Silêncio
Estamos silenciando alguns. Amanhã estaremos todos calados.
São tempos difíceis. Não podemos mais falar. Se não repetirmos incansavelmente os mantras da filosofia dos tempos difíceis, somos silenciados, calados, escurralhados.
Repitam, oh humanos esclarecidos: "tempos difíceis", "profissionais da saúde", "pessoal da linha de frente", "viva o SUS", "ciência". Esse último, inclusive, usado até a exaustão - por vezes de forma irresponsável e até manipuladora - como se ciência e cientista fossem a mesma coisa. Não: a ciência é infalível, o cientista é o oposto.
A ciência é o método. É a ferramenta criada pelos cientistas para os salvaguardarem de sua própria falibilidade, sua propensão ao erro e até mesmo sua ideologia e emoção. E salvo quando for para comemorar uma grande descoberta, a emoção é prejudicial ao cientista. E por isso a ciência está ali: para resguardá-lo de sua humanidade.
Mas são tempos difíceis. Nervos a flor da pele e uma guerra sócio-política usando os tempos difíceis como arma e a ignorância como campo de batalha. Tudo foi politizado e, nessa guerra, a lei marcial impede que palavras sejam ditas.
É compreensível - muito até - a incansável perseguição e silenciamento daqueles que não cantam os mantras dos tempos difíceis. Ao pensar que eles podem estar influenciando outras pessoas ao erro e, assim, colocando em risco todo o planeta, nada mais natural do que usar uma pitada de repressão para calá-los. Redes sociais proíbem o uso de expressões, governos mandam prender, a massa, intelectualizada pelos jornais e políticos escurralham os transgressores, os negacionistas e genocidas. E a "ciência" é o confiável embasamento para essas ações.

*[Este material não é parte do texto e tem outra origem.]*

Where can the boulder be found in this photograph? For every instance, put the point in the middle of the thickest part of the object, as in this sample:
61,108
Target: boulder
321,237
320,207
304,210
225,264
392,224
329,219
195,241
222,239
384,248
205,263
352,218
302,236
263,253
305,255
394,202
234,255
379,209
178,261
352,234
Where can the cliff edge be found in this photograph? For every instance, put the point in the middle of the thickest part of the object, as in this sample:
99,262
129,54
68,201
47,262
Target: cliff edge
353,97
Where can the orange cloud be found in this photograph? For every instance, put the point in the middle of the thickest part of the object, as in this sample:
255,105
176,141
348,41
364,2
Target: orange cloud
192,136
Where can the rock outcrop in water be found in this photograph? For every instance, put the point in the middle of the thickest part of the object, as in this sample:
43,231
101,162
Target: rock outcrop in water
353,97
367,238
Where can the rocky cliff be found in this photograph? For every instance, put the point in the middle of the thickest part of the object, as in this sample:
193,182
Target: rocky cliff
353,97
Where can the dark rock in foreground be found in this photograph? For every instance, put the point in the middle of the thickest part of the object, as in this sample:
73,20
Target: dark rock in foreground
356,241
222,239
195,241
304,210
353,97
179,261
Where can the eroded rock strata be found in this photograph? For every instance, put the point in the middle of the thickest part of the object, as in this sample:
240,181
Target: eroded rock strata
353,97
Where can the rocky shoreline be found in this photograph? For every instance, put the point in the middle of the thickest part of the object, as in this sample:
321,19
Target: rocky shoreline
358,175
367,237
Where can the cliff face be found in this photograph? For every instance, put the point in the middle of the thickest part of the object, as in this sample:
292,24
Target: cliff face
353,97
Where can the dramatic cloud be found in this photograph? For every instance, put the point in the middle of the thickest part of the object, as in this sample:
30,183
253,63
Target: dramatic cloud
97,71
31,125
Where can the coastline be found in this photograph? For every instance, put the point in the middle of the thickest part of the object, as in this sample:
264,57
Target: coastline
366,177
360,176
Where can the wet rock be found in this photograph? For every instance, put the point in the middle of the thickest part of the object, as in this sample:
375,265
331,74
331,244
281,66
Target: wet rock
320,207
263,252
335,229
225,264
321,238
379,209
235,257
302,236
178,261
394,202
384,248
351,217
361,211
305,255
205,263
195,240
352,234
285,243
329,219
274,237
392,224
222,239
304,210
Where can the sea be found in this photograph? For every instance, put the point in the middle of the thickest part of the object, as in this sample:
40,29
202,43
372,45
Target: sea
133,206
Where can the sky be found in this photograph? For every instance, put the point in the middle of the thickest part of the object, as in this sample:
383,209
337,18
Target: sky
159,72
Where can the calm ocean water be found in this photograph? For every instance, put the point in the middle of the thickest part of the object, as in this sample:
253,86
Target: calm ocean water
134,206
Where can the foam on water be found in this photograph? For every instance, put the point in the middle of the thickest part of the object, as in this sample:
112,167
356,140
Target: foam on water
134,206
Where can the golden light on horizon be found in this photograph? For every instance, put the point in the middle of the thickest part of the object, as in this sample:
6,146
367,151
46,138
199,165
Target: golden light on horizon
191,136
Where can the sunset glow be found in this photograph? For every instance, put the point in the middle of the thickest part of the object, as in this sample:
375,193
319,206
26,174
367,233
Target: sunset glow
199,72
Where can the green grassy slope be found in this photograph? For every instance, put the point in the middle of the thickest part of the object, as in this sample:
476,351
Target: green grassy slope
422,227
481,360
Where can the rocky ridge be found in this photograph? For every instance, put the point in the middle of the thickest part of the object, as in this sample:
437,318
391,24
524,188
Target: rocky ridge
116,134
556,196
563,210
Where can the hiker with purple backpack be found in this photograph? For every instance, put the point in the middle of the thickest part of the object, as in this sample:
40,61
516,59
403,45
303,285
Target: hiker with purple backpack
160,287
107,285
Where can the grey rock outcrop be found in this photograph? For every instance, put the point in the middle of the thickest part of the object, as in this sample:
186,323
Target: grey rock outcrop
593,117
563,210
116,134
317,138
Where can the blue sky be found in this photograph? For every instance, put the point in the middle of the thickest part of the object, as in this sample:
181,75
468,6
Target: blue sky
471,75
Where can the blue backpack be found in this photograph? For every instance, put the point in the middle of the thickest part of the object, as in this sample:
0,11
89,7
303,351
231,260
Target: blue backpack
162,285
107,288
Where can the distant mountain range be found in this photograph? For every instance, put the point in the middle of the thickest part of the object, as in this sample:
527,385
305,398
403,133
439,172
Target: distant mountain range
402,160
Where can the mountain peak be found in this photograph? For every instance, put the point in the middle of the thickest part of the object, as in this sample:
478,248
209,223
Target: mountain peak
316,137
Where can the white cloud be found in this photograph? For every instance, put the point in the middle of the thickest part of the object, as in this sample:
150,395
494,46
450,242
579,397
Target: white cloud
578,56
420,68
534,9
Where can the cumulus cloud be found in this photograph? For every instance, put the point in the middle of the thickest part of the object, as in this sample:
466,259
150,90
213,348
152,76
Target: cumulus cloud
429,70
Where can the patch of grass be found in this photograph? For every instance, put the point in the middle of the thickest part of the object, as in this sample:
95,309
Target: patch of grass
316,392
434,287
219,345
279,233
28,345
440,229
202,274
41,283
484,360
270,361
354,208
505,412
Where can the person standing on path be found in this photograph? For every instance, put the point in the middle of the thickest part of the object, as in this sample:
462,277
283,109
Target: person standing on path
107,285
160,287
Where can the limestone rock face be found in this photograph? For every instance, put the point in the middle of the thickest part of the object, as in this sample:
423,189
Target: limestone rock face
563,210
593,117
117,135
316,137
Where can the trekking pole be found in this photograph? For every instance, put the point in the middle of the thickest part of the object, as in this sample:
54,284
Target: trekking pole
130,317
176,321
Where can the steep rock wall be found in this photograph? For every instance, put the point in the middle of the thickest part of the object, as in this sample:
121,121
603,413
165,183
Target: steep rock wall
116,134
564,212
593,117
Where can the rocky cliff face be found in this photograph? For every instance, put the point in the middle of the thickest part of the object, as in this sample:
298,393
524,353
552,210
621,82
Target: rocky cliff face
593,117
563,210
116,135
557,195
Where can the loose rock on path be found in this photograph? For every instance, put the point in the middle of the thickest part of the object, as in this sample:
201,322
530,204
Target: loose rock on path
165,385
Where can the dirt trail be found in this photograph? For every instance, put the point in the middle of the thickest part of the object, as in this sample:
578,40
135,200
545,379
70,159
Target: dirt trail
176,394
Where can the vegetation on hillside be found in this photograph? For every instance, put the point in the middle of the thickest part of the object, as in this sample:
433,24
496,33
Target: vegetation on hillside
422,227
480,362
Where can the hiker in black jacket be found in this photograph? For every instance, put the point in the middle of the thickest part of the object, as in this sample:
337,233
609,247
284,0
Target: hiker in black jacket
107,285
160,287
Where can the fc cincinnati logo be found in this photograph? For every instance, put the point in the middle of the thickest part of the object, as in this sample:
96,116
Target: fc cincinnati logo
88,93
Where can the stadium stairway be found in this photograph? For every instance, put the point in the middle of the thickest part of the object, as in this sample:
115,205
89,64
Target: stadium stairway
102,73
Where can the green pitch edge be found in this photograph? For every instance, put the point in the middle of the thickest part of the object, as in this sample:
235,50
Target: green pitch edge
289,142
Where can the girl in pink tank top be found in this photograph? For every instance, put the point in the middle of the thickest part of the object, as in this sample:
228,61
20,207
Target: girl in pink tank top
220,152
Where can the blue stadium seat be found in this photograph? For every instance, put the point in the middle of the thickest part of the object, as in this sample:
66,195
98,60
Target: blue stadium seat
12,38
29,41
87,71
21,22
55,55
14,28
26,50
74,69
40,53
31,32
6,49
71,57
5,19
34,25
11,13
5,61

Seja quem é que está certo, seja o argumento a ciência ou o cientista, seja o que for: calar as pessoas é algo muito sensível. Por mais correto que pareça, por mais justo que pareça, por mais cientificamente comprovado que pareça: calar as pessoas que questionam algo, pode trazer resultados e abrir precedentes para tempos mais difíceis ainda no futuro.
Sabemos que a palavra tem poder. Foi através de palavras acaloradas que Hitler subiu ao poder e levou o mundo para a guerra. E se ele tivesse sido calado? Na verdade a maioria dos ditadores chegam ao poder através da palavra. Esse seria o argumento perfeito para usarmos o "cala-boca" como ferramenta do bem. Mas não podemos esquecer que esses ditadores só continuaram no poder porque calaram a boca daqueles que falavam contra. E foram apoiados nessa repressão, foram inclusive auxiliados nela.
Ao instituir qualquer tipo de ferramenta para reprimir o mal, ela também será usada para reprimir o bem. É simples assim.
O questionamento, por mais idiota que pareça a você, não pode ser silenciado. A própria ciência vive do questionamento.
Se você for calar e proibir tudo que tem grande potencial de fazer o mal, matar muitas pessoas, espalhar fake news , levar grandes massas a acreditarem em algo sem nenhum embasamento científico e que movimentaria governos, decisões políticas, guerras e grandes divisões sociais, acho que você irá travar uma cruzada contra alguns bilhões de pessoas que seguem e pregam essa semente. Na verdade, você seria parte de uma minúscula minoria em meio a essa massa humana que se encontra para adorar um dragão na garagem.
Mas no argumento dos tempos difíceis, você talvez, faça parte da massiva maioria. A minoria prega o contrário, questiona, alguns até de forma idiota e com argumentos absurdos. Outros com argumentos interessantes, mas que podem acabar, de acordo com o que lhe foi pregado, prejudicando todos os demais.
A questão que coloco na mesa, então, é: vamos supor que você, em suas certezas, em sua realidade e em tudo que lhe foi pregado e ensinado, você soubesse que há uma pequenina chance de que você esteja errado. Bem pequena, mesmo. Mas existe. Você apoiaria a repressão e a censura contra quem questiona ou expressa o contrário?
Cuidado com sua resposta. Ela já criou muitos eventos catastróficos na história.